If you didn't see the above segment from Wednesday's Rachel Maddow Show, and if you haven't already watched the clip, I can't imagine a better way to spend the next 10:40.

* We see highlights of some of the eight bankster CEOs hauled before the day's House Financial Services Committee hearings that day (which Howie wrote about Thursday, with a clip of Florida Rep. Alan Grayson's grilling of CitiGroup's Vikram Pandit) faked humility and contrition, including the memorable exchange when chairman Frank asked one of the bozos which part of his job he wouldn't do if he didn't get a bonus.

* We get a pointed and impassioned piece from Rachel on "The Power of Populism." Just yesterday Howie wrote about the encouraging emergence of the new House Populist Caucus, and Rachel suggests its the surging tide of populism, which crosses many politico-ideological boundaries (though not, apparently, the moat surrounding the armed fortress in which Today's Republican Party, whose battle cry is "All No, All the Time," is holed up), that accounts for the pleasure so many of us are taking in seeing the evil banksters humbled.
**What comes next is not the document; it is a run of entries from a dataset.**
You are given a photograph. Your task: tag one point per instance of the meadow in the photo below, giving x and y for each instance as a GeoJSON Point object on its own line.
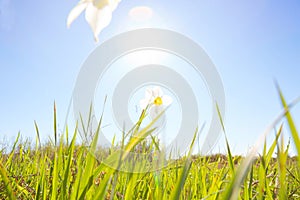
{"type": "Point", "coordinates": [64, 169]}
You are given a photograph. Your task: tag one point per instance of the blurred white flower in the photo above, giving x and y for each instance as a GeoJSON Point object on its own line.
{"type": "Point", "coordinates": [156, 100]}
{"type": "Point", "coordinates": [98, 13]}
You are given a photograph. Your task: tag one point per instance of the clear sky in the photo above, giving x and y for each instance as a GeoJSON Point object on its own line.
{"type": "Point", "coordinates": [250, 42]}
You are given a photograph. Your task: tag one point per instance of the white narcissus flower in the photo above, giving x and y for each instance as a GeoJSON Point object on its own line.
{"type": "Point", "coordinates": [156, 100]}
{"type": "Point", "coordinates": [98, 13]}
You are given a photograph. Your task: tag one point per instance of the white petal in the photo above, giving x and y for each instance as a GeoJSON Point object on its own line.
{"type": "Point", "coordinates": [167, 100]}
{"type": "Point", "coordinates": [98, 18]}
{"type": "Point", "coordinates": [157, 92]}
{"type": "Point", "coordinates": [101, 3]}
{"type": "Point", "coordinates": [148, 94]}
{"type": "Point", "coordinates": [144, 103]}
{"type": "Point", "coordinates": [75, 12]}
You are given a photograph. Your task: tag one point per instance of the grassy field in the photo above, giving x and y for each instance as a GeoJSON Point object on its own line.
{"type": "Point", "coordinates": [63, 169]}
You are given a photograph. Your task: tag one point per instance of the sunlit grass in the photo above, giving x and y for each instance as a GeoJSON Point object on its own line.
{"type": "Point", "coordinates": [64, 169]}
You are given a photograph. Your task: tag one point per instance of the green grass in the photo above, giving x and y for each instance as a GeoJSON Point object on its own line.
{"type": "Point", "coordinates": [64, 169]}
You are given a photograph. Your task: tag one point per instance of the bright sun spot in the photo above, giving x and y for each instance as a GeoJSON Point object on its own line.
{"type": "Point", "coordinates": [140, 13]}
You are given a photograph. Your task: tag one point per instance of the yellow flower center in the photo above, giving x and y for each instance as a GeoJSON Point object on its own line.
{"type": "Point", "coordinates": [158, 101]}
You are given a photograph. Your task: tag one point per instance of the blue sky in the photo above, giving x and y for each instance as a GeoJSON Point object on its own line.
{"type": "Point", "coordinates": [250, 42]}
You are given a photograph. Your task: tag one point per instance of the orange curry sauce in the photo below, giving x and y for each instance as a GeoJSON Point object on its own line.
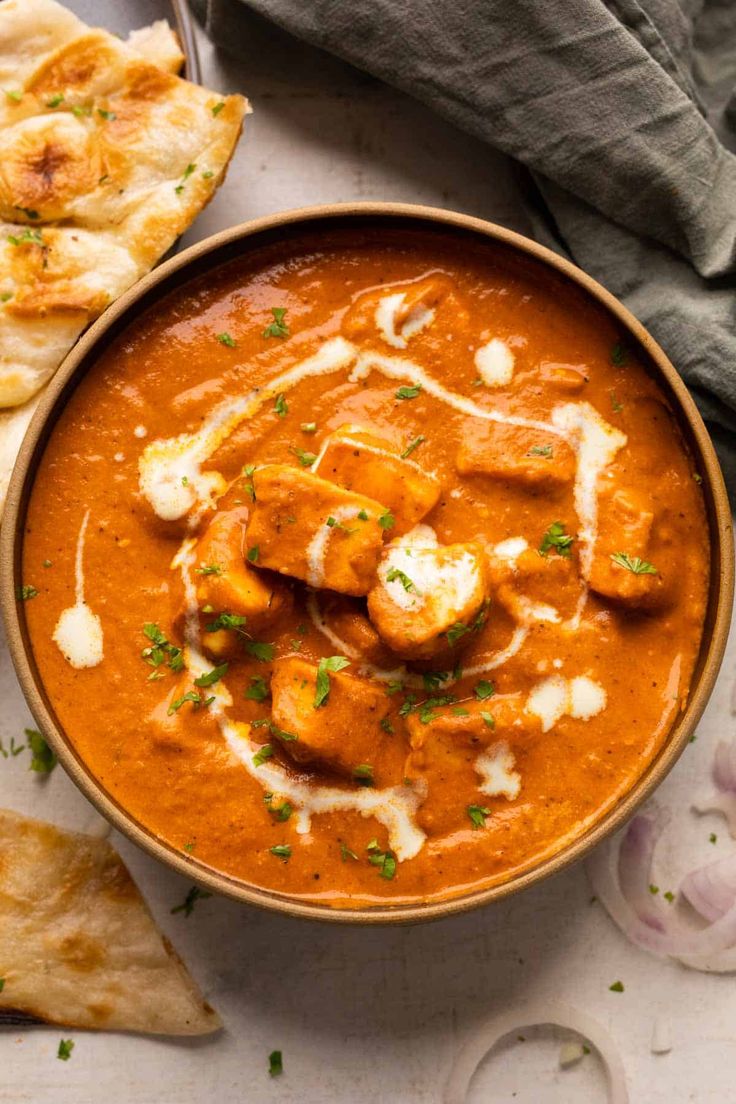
{"type": "Point", "coordinates": [490, 700]}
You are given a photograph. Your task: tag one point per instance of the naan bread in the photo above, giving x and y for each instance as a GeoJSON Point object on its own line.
{"type": "Point", "coordinates": [78, 946]}
{"type": "Point", "coordinates": [106, 157]}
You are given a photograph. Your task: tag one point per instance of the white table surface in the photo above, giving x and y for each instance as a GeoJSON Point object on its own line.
{"type": "Point", "coordinates": [376, 1016]}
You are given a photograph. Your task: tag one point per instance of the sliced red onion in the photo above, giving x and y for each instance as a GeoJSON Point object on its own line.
{"type": "Point", "coordinates": [724, 777]}
{"type": "Point", "coordinates": [712, 889]}
{"type": "Point", "coordinates": [653, 927]}
{"type": "Point", "coordinates": [552, 1012]}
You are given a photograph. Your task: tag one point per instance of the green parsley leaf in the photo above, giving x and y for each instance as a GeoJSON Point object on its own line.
{"type": "Point", "coordinates": [214, 676]}
{"type": "Point", "coordinates": [408, 392]}
{"type": "Point", "coordinates": [456, 632]}
{"type": "Point", "coordinates": [404, 580]}
{"type": "Point", "coordinates": [185, 174]}
{"type": "Point", "coordinates": [483, 689]}
{"type": "Point", "coordinates": [305, 458]}
{"type": "Point", "coordinates": [210, 569]}
{"type": "Point", "coordinates": [65, 1048]}
{"type": "Point", "coordinates": [633, 564]}
{"type": "Point", "coordinates": [258, 689]}
{"type": "Point", "coordinates": [275, 1059]}
{"type": "Point", "coordinates": [322, 689]}
{"type": "Point", "coordinates": [278, 328]}
{"type": "Point", "coordinates": [478, 814]}
{"type": "Point", "coordinates": [363, 774]}
{"type": "Point", "coordinates": [188, 904]}
{"type": "Point", "coordinates": [262, 754]}
{"type": "Point", "coordinates": [412, 445]}
{"type": "Point", "coordinates": [29, 236]}
{"type": "Point", "coordinates": [557, 539]}
{"type": "Point", "coordinates": [43, 759]}
{"type": "Point", "coordinates": [619, 354]}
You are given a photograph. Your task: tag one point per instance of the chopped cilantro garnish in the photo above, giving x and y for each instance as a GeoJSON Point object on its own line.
{"type": "Point", "coordinates": [455, 632]}
{"type": "Point", "coordinates": [322, 689]}
{"type": "Point", "coordinates": [262, 754]}
{"type": "Point", "coordinates": [404, 580]}
{"type": "Point", "coordinates": [210, 569]}
{"type": "Point", "coordinates": [412, 445]}
{"type": "Point", "coordinates": [188, 904]}
{"type": "Point", "coordinates": [557, 539]}
{"type": "Point", "coordinates": [305, 458]}
{"type": "Point", "coordinates": [278, 328]}
{"type": "Point", "coordinates": [275, 1059]}
{"type": "Point", "coordinates": [483, 689]}
{"type": "Point", "coordinates": [633, 564]}
{"type": "Point", "coordinates": [258, 689]}
{"type": "Point", "coordinates": [43, 759]}
{"type": "Point", "coordinates": [214, 676]}
{"type": "Point", "coordinates": [408, 392]}
{"type": "Point", "coordinates": [363, 774]}
{"type": "Point", "coordinates": [478, 814]}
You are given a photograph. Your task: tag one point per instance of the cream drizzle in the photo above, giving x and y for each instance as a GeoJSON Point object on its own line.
{"type": "Point", "coordinates": [78, 632]}
{"type": "Point", "coordinates": [393, 807]}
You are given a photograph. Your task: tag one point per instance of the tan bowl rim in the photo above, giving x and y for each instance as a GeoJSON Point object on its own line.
{"type": "Point", "coordinates": [712, 649]}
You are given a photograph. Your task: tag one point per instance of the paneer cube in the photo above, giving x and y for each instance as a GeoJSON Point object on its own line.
{"type": "Point", "coordinates": [625, 526]}
{"type": "Point", "coordinates": [425, 592]}
{"type": "Point", "coordinates": [362, 462]}
{"type": "Point", "coordinates": [227, 584]}
{"type": "Point", "coordinates": [529, 457]}
{"type": "Point", "coordinates": [309, 528]}
{"type": "Point", "coordinates": [341, 735]}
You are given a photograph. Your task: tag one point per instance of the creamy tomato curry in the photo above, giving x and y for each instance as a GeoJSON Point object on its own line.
{"type": "Point", "coordinates": [371, 568]}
* And we get a live interview with chariman Frank, in which he answers Rachel's question as to whether we'd be better off if the people who ran the major banks during the housing bubble had been "better people" by suggesting we'd be better off if they'd been "better bankers." It seems clear that chairman Frank, one of the House-Senate conferees on the economic stimulus bill, had a lot to do with the inclusion in the conference version since passed by both houses to put some sort of meaningful limits on the compensation of the top executives of the federally bailed-out banksters. [But note: See the clarification in the UPDATE below.]

Wednesday was a doubly unfortunate for the banksters. That days's Washington Post contained a column by business columnist Steven Pearlstein devoted to the story of one Little Banker Who Could. Kim Price, the president of Citizens South Bank, a local banking company in North Carolina, who had the smarts to keep his bank out of the subprime mortgage business, and thus in vastly better financial shape than all those bigtime institutions that couldn't issue or buy up enough of that crap paper, and now has found a creative, genuinely economically stimulative way of making use of TARP funds he was too shrewd a businessman to pass up.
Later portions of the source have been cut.